We Have Scorched The Snake Not Killed It
What does the quote “We have scorched the snake, not killed it: ...Remains in danger of her former tooth,” mean in Macbeth?
We have scotch'd the snake, not kill'd it.(15)
She'll close and be herself, whilst our poor malice
Remains in danger of her former tooth. (Act 2, Scene II)
Macbeth tells Lady Macbeth that he is worried that there is still a threat to his kingship, so he needs to take further action.
This conversation takes place after Macbeth has killed Duncan. He was convinced to do so by Lady Macbeth. Once king, Macbeth is not satisfied. He decides that Banquo is a threat, because he knows about the witches’ prophesies that his sons will be king after Macbeth.
Our fears in Banquo
Stick deep, and in his royalty of nature
Reigns that which would be fear'd. (Act 3, Scene 2, p. 42)
Macbeth is worried that Banquo will betray him, or even that he might be suspicious that Macbeth killed Duncan.
Lady Macbeth tells her husband “What's done is done” (p. 45). She is convinced that all they needed to do was kill Duncan and then everything would be fine.

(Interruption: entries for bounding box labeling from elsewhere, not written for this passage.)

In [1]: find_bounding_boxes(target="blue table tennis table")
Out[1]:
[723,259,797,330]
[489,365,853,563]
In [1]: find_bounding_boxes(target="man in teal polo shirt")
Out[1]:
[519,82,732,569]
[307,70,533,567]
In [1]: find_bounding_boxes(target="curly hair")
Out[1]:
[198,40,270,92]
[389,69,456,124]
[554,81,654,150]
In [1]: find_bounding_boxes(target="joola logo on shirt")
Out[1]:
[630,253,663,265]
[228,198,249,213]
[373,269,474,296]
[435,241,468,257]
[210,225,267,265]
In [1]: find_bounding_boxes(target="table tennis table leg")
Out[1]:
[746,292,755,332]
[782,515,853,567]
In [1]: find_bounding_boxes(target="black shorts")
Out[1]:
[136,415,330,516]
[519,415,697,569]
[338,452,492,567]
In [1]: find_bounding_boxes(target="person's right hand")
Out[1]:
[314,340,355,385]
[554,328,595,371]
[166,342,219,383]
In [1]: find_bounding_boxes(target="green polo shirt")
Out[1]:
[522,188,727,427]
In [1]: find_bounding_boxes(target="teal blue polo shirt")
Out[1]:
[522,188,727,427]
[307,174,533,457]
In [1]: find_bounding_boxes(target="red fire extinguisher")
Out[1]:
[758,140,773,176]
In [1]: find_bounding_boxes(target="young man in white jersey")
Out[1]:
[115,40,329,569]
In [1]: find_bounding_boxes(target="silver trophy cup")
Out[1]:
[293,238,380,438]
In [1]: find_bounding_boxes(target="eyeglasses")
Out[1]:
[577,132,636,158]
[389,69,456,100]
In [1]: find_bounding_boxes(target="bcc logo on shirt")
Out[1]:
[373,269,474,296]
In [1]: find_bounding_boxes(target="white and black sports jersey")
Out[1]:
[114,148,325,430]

Macbeth is worried though. When he tells her they have “scotch’d” the snake and not killed it, he is using the snake as a metaphor for the threat to his being king. They might have killed Duncan, but they are still not safe. The “former tooth” can come back to get them. There are people who are a threat to them, and they have to be dealt with.
Better be with the dead
Whom we, to gain our peace, have sent to peace,
Than on the torture of the mind to lie
In restless ecstasy. (Act 3, Scene 2, p. 45)
Macbeth is worried. Lady Macbeth still does not know how much. She finds out during the dinner, when Macbeth acts strangely seeing Banquo’s ghost. She begins to doubt their actions, leading to her eventual downfall into madness.
Macbeth’s reaction to becoming king is indicative of his personality. He has what he wanted, but he is afraid to lose it. Lady Macbeth assumes that they are fine. They have what they want. She has underestimated her husband’s arrogance, greed, and paranoia. He is about to go on a killing spree to eliminate these so-called threats, and in the end it destroys both of them. She succumbs to guilt and loses her mind, eventually killing herself. Macbeth’s murder of Macduff’s family causes the man to get his revenge at all costs, and Macbeth loses his head—literally.